The Seoul Central District Court rendered a decision on August 23, 2012 with respect to a case where four small-medium enterprises who suffered losses from KIKO (“knock-in knock-out” – currency option products to hedge foreign exchange risks) agreements claimed the return of unjust gains in a litigation commenced against a bank. The Court’s decision was partially in favor of the plaintiffs by finding that the bank was 60 ~ 70% liable on grounds that it had breached its duty to fully explain the provisions of the KIKO agreements (Seoul Central District Court decision on case no. 2011GaHap7340 rendered on August 23, 2012, and others).
In previous KIKO related cases, there were instances where the companies partially prevailed, but even then, the scope of the bank’s liability in most cases was 30% or less. This case is significant because it is the first decision among KIKO related litigation cases where the companies virtually prevailed.

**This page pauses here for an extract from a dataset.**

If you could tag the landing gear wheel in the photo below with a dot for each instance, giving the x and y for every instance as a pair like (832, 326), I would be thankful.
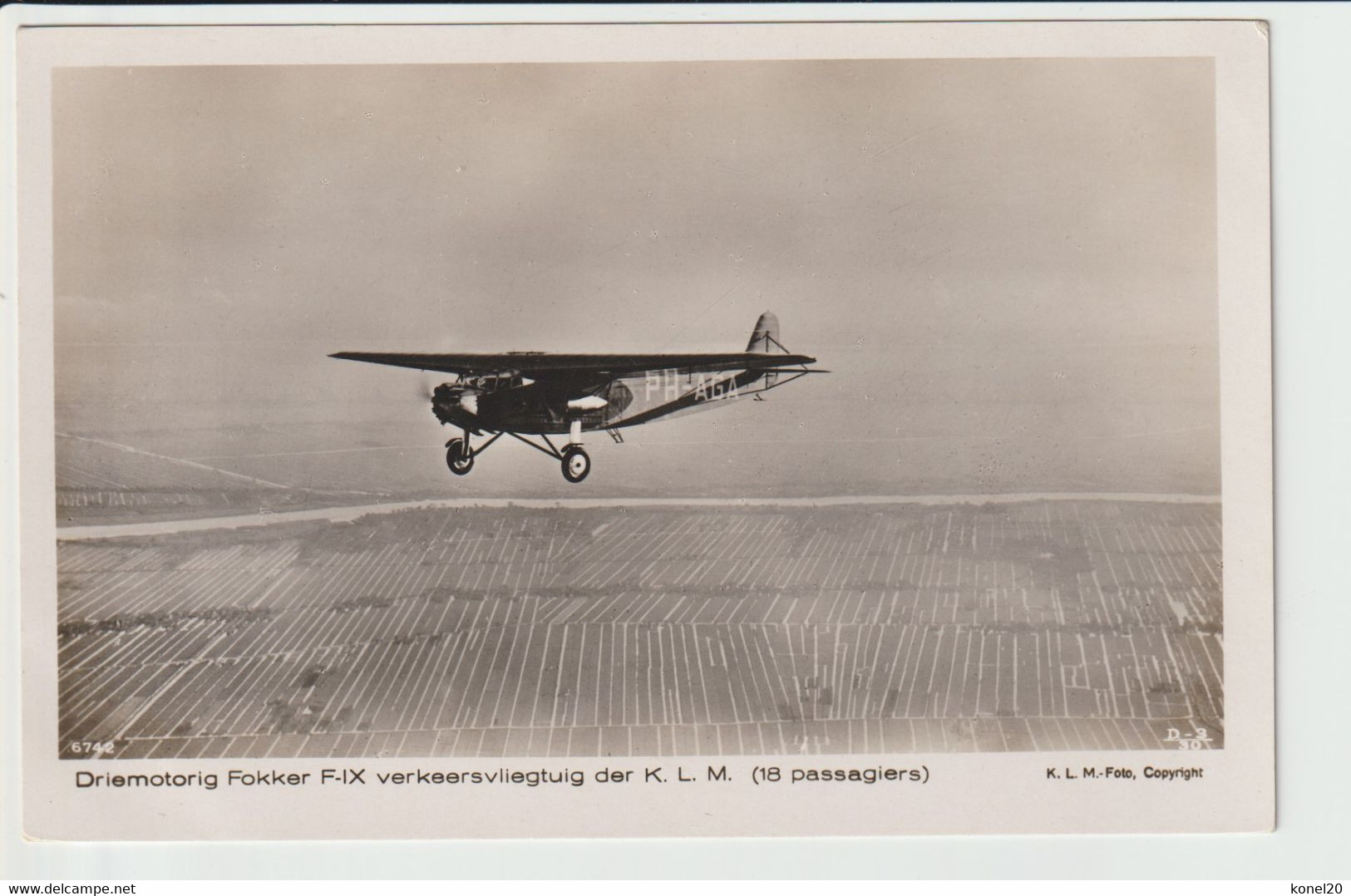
(576, 464)
(458, 457)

In particular, this decision is interpreted as expressly shifting the burden of proof with respect to the issue of whether the bank’s duty to explain has been performed. The Court’s holding was to the effect that the bank bears such burden of proof, primarily on grounds that “Article 48 of the Capital Markets and Financial Investment Business Act (the “Act”) shifts the burden of proof to the financial investment company (in this case, the bank) when it has breached its duty to explain, not only as to the amount of losses, but also causation between the breach of such duty and the relevant transactions and resulting losses by having express provisions on the presumption of loss amounts.”

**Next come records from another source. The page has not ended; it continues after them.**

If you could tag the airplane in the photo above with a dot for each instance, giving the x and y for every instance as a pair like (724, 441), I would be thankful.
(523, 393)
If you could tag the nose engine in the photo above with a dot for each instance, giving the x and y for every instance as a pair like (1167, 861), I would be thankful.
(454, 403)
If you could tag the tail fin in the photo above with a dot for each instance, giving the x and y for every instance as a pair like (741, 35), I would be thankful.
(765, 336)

As a result of this decision, it seems more likely that courts will more broadly recognize banks’ scope of liability in KIKO related cases on grounds of a breach of the duty to explain. However, thus far, there is no clear Supreme Court decision on the issue of whether Article 48 of the Act shifts the burden of proof as to causation, and there are opposing views among legal scholars on this issue. Therefore, it seems likely that such issue will be fiercely debated in future cases.